Retrospective Frequencies

On Instagram, EL PLVYBXY (Gregorio Da Silva) plays the role of Buenos Aires bad-boy provocateur, but his music and interviews reveal a far more thoughtful mission: decolonizing Latin American dancefloors by reconnecting club culture with Indigenous and folk rhythms. His debut LP, Retrospective Frequencies—released on Mexico City’s Terminal—brings these dual identities together with new clarity.
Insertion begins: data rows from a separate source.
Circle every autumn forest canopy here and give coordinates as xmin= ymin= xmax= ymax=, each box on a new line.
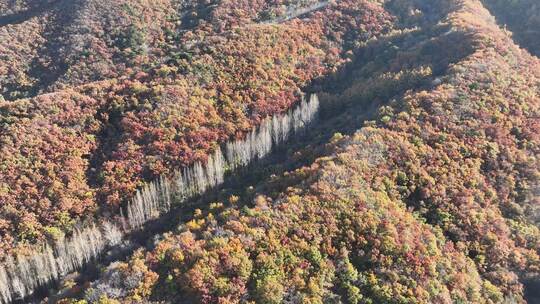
xmin=0 ymin=0 xmax=540 ymax=304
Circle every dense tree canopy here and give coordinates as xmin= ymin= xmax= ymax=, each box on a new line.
xmin=0 ymin=0 xmax=540 ymax=303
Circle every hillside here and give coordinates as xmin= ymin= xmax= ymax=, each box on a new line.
xmin=0 ymin=0 xmax=540 ymax=304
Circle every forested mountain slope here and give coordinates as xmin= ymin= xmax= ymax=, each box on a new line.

Across 10 tracks, Da Silva refines his typically chaotic fusion of techno, cumbia, footwork, raptor house, and bass into something more focused and narrative-driven. The album’s secret engine is guaracha, a Cuban rhythm that’s morphed across Latin America; Da Silva electrifies it with modular synths, sub-bass, and distorted guitar, turning folk tradition into circuitry. While the record is billed as a single continuous arc, it plays more like a collection of short, self-contained stories.

The opener, “Asuntos Subacuaticos,” channels Drexciya’s aquatic mythos—lush, heavy, and atmospheric, but slow to catch fire. Energy returns on “Bump Por Bump,” a constantly mutating but tightly controlled stew of woodwinds, lasers, and breathy vocal chops. Collaborations expand the scope: “Los Cabures” (with ROOi) blends forest ambience with digital shimmer, while “Bohemio Del Sur” (with Imaabs) delivers frenetic rave heat and chopped jungle breaks. Both show Da Silva at his best—precise, wild, and irreverently hybrid.

Occasionally, his tendency toward slow-burn tension slips into stagnation. The title-track “Frecuencias Retrospectivas” builds and builds with no payoff—intentionally torturous, but not always satisfying. Relief arrives in “Venga,” a DJ-ready hard-house/raptor hybrid whose “venga, venga” chant drips with dancefloor sweat and sexuality.

The late-album highlights continue with “ParisBsas,” a festival-scale, euphoric blend of tribal percussion, rippling synths, Amen breaks, and winking Skrillex-style squelches. But the much-anticipated collab with raptor pioneer DJ Babatr, “Goze,” underdelivers—a massive build and a muted drop that feels conceptually clever but club-ineffective. As a closer, though, its anticlimax mirrors the intro’s watery sensuality and reframes the album’s thesis: dance music can seduce, provoke, and withhold.

Overall: Retrospective Frequencies is Da Silva’s most coherent statement yet—a high-concept, sonically adventurous LP that fuses folk memory, queer rave energy, and global underground futurism. Not every experiment lands, but the album’s ambition, precision, and stylistic breadth mark EL PLVYBXY as one of the most forward-thinking producers in contemporary Latin club music.